In other words, we have basically answered our hypothesis: “There is no observable difference in tooth growth between dosages of vitamin C and orange juice”.
This same t-test can be run as a linear model, as we stated previously:
juice_model<-lm(len~supp,data=juice)
summary(juice_model)
##
## Call:
## lm(formula = len ~ supp, data = juice)
##
## Residuals:
## Min 1Q Median 3Q Max
## -12.7633 -5.7633 0.4367 5.5867 16.9367
##
## Coefficients:
## Estimate Std. Error t value Pr(>|t|)
## (Intercept) 20.663 1.366 15.127 <2e-16 ***
## suppVC -3.700 1.932 -1.915 0.0604 .
## ---
## Signif. codes: 0 '***' 0.001 '**' 0.01 '*' 0.05 '.' 0.1 ' ' 1
##
## Residual standard error: 7.482 on 58 degrees of freedom
## Multiple R-squared: 0.05948, Adjusted R-squared: 0.04327
## F-statistic: 3.668 on 1 and 58 DF, p-value: 0.06039
Esentially the same as the t-test. The independent variable “suppVC” implies that the intercept is “suppOJ” so we can easily see that the estimated mean for OJ tooth growth is 20.663, while the estimated tooth growth for Vitamin C was “-3.7” from 20.663 or 16.963. Even then, the p-value for vitamin c is still 0.06 so it’s not really significant (or on the “edge” of significance)
There is another variable, however: the dosage of orange juice and vitamin C:
dose_table<-juice %>% group_by(supp,dose) %>% summarize(n=n())
## `summarise()` has grouped output by 'supp'. You can override using the
## `.groups` argument.
dose_table
## # A tibble: 6 × 3
## # Groups: supp [2]
## supp dose n
## <fct> <dbl> <int>
## 1 OJ 0.5 10
## 2 OJ 1 10
## 3 OJ 2 10
## 4 VC 0.5 10
## 5 VC 1 10
## 6 VC 2 10
We see that both OJ and vitamin C have three doses: 0.5, 1 and 2. We can add the dosage to the linear model in addition to the OJ/VC factor.

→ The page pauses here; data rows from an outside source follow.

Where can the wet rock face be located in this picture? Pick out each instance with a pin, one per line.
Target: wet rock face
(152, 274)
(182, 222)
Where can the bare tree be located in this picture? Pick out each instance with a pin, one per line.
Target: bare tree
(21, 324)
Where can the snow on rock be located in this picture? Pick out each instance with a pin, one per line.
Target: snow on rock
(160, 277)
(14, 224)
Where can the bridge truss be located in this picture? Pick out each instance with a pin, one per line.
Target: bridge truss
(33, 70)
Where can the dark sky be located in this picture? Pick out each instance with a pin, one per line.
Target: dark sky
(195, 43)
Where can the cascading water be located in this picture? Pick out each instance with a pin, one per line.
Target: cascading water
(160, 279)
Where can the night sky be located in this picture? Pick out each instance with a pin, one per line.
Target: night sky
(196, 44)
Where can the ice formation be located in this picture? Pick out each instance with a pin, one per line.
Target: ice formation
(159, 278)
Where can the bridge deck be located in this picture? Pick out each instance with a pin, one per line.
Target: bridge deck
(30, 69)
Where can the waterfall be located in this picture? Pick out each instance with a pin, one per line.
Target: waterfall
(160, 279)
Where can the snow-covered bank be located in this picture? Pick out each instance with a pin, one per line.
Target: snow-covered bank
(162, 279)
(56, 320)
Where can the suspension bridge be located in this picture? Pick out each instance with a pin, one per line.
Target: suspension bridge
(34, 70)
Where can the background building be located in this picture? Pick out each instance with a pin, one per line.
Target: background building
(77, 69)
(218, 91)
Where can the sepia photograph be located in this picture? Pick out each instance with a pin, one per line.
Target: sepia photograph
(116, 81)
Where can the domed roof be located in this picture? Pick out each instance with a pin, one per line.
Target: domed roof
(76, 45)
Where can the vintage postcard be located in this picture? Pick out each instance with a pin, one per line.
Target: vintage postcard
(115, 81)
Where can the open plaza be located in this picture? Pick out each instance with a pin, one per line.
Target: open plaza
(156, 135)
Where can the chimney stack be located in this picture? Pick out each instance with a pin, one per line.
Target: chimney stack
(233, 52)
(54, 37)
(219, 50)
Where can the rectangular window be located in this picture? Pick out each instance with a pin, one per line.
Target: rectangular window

juice_model2<-lm(len~supp+dose,data=juice)
summary(juice_model2)
##
## Call:
## lm(formula = len ~ supp + dose, data = juice)
##
## Residuals:
## Min 1Q Median 3Q Max
## -6.600 -3.700 0.373 2.116 8.800
##
## Coefficients:
## Estimate Std. Error t value Pr(>|t|)
## (Intercept) 9.2725 1.2824 7.231 1.31e-09 ***
## suppVC -3.7000 1.0936 -3.383 0.0013 **
## dose 9.7636 0.8768 11.135 6.31e-16 ***
## ---
## Signif. codes: 0 '***' 0.001 '**' 0.01 '*' 0.05 '.' 0.1 ' ' 1
##
## Residual standard error: 4.236 on 57 degrees of freedom
## Multiple R-squared: 0.7038, Adjusted R-squared: 0.6934
## F-statistic: 67.72 on 2 and 57 DF, p-value: 8.716e-16
The first thing you’ll notice is that “suppVC” is now significant. Dose is very significant. How did this happen? Adding the “dose” variable allowed the computer to calculate the effects better. There really is a difference between OJ and vitamin C – when you take dosage into account.
Instead of having one variable be “suppVC”, lets make OJ an explicit categorical variable:
juice_data_extended<-juice %>% mutate(OJ_variable=ifelse(supp=="OJ",1,0),VC_variable=ifelse(supp=="VC",1,0))
juice_extended_model<-lm(len~OJ_variable+dose,data=juice_data_extended)
summary(juice_extended_model)
##
## Call:
## lm(formula = len ~ OJ_variable + dose, data = juice_data_extended)
##
## Residuals:
## Min 1Q Median 3Q Max
## -6.600 -3.700 0.373 2.116 8.800
##
## Coefficients:
## Estimate Std. Error t value Pr(>|t|)
## (Intercept) 5.5725 1.2824 4.345 5.79e-05 ***
## OJ_variable 3.7000 1.0936 3.383 0.0013 **
## dose 9.7636 0.8768 11.135 6.31e-16 ***
## ---
## Signif. codes: 0 '***' 0.001 '**' 0.01 '*' 0.05 '.' 0.1 ' ' 1
##
## Residual standard error: 4.236 on 57 degrees of freedom
## Multiple R-squared: 0.7038, Adjusted R-squared: 0.6934
## F-statistic: 67.72 on 2 and 57 DF, p-value: 8.716e-16
Now its much more clear the effect that OJ is having on tooth growth. Still, the most important variable is dosage. Notice that when dosage is added, the R-squared rises to 0.69, that is, this model accounts for 69% of the variance in tooth growth. The model itself is also quite significant. Taken together, this suggests that a more accurate answer to our question is “OJ is better for tooth growth than just vitamin C, but the most important variable is the dosage.”